DISCUSSION AND PROSPECTS
HCC is a major histological subtype among primary liver cancers, and is one of the most common cancers with high mortality worldwide. To date, several HCC databases have been constructed [He et al., 2010; Liang et al., 2002; Su et al., 2007], which mainly focus on the HCC proteome, abnormally expressed genes, and the HCC network. However, a database with integrated epidemiological data of genetic variations in HCC is not yet available. To help accelerate the identification of new genetic markers for HCC, and to promote individualized treatment, we constructed dbHCCvar, a database that integrates all fragmented and current epidemiological data of genetic variations in HCC.
At present, investigations and reports about the association between different human genetic variations and HCC risk, progression, survival, and recurrence are appearing at fast pace. More and more new human mutations and polymorphisms are being studied in order to identify new biomarkers for HCC prevention, diagnosis, and prognosis. The dbHCCvar database administrator will continue to track new eligible reports in PubMed and periodically update the database. In addition, dbHCCvar encourages authors of new eligible reports to upload their data to this database. As a result of such a guaranteed updating system, dbHCCvar has the ability to provide the most current information to its users.

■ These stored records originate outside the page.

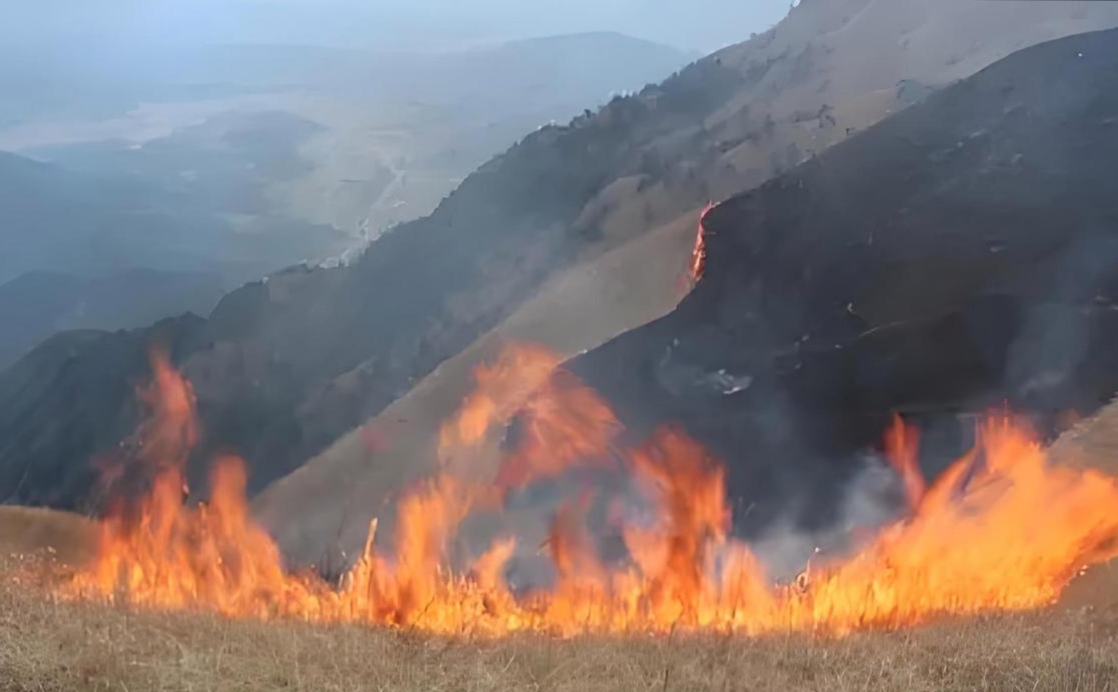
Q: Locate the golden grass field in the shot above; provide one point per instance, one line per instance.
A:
(79, 647)
(47, 645)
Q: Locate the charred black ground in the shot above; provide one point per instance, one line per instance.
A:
(960, 255)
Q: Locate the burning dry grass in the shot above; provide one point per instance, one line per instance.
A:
(79, 647)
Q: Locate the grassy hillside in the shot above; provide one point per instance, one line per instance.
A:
(286, 367)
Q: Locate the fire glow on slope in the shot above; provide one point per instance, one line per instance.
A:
(1000, 531)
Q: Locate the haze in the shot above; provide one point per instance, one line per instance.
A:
(387, 24)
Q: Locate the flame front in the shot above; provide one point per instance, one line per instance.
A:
(1001, 530)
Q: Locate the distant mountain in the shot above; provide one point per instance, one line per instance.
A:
(95, 221)
(284, 367)
(38, 304)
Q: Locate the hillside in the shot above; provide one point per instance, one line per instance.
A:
(292, 508)
(351, 340)
(957, 257)
(38, 304)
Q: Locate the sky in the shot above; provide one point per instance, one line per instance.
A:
(701, 26)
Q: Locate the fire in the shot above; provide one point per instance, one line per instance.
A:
(699, 254)
(1002, 530)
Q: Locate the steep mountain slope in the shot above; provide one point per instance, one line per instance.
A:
(958, 256)
(293, 508)
(275, 354)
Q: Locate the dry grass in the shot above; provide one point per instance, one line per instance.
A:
(77, 647)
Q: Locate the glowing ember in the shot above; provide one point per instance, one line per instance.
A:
(699, 254)
(1001, 530)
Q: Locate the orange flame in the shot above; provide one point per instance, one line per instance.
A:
(699, 254)
(1002, 530)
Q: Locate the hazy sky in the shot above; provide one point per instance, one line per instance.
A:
(697, 25)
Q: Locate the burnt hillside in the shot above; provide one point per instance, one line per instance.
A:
(959, 255)
(286, 366)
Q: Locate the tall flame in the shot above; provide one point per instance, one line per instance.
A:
(699, 253)
(1001, 530)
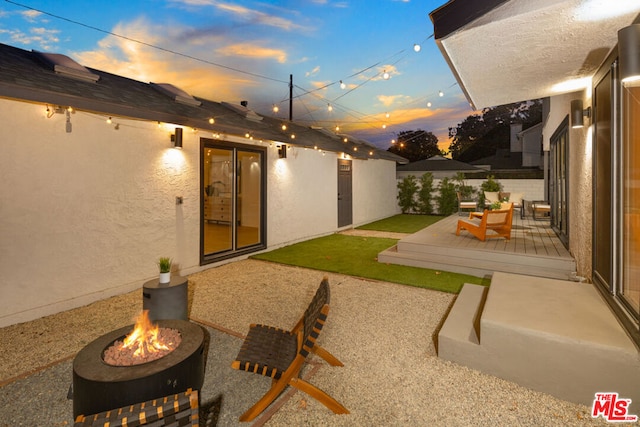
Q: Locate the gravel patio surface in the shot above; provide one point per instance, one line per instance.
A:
(382, 332)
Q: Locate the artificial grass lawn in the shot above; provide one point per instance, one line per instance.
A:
(358, 256)
(402, 223)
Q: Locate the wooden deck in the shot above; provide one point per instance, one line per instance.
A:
(534, 249)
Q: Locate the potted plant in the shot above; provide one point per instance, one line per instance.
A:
(164, 263)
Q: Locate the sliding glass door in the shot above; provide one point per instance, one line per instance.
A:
(559, 182)
(233, 199)
(630, 289)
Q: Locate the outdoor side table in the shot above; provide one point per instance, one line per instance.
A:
(166, 300)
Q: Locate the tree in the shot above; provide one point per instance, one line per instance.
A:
(416, 145)
(480, 136)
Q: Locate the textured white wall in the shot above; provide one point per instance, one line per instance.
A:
(580, 178)
(302, 195)
(374, 191)
(84, 215)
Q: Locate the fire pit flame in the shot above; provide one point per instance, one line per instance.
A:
(147, 342)
(144, 337)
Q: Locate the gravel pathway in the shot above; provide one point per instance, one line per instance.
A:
(382, 332)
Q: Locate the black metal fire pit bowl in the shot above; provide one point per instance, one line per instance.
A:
(99, 387)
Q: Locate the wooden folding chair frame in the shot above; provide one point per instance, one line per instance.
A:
(263, 342)
(499, 221)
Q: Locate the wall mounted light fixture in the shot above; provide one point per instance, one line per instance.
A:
(629, 53)
(176, 138)
(578, 113)
(282, 151)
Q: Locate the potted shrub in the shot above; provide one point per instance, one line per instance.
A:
(164, 263)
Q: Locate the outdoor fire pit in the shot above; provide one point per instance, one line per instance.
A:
(99, 386)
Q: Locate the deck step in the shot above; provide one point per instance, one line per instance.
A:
(478, 263)
(541, 333)
(462, 327)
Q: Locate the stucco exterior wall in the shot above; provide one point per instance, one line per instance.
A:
(374, 191)
(580, 178)
(85, 215)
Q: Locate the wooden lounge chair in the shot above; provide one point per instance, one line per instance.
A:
(464, 205)
(175, 410)
(498, 221)
(280, 354)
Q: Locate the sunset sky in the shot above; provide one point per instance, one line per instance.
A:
(235, 50)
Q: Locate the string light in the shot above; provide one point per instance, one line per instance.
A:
(416, 47)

In this study, we constructed dbHCCvar, a database of human genetic variations that have been investigated for their association with HCC (risk, clinical pathology, drug reaction, survival, or recurrence). Through free access and web browsing, users of this database can quickly have the general knowledge of the current research status of the relationship between human genetic variations and HCC. The current research status includes whether the relationship between a particular human genetic variation and HCC has been previously investigated, or whether all previous studies have consistent or conflicting results. In addition, diverse searching options are supplied in dbHCCvar, thereby making it convenient for users to obtain information on one or more specific variants. The functions and information that dbHCCvar provides should increase the study efficiency of HCC-related human genetic variations, thus accelerating the identification of useful HCC genetic markers. We hope that dbHCCvar will be a useful tool for researchers in pertinent fields, and will benefit the prevention and therapy of HCC.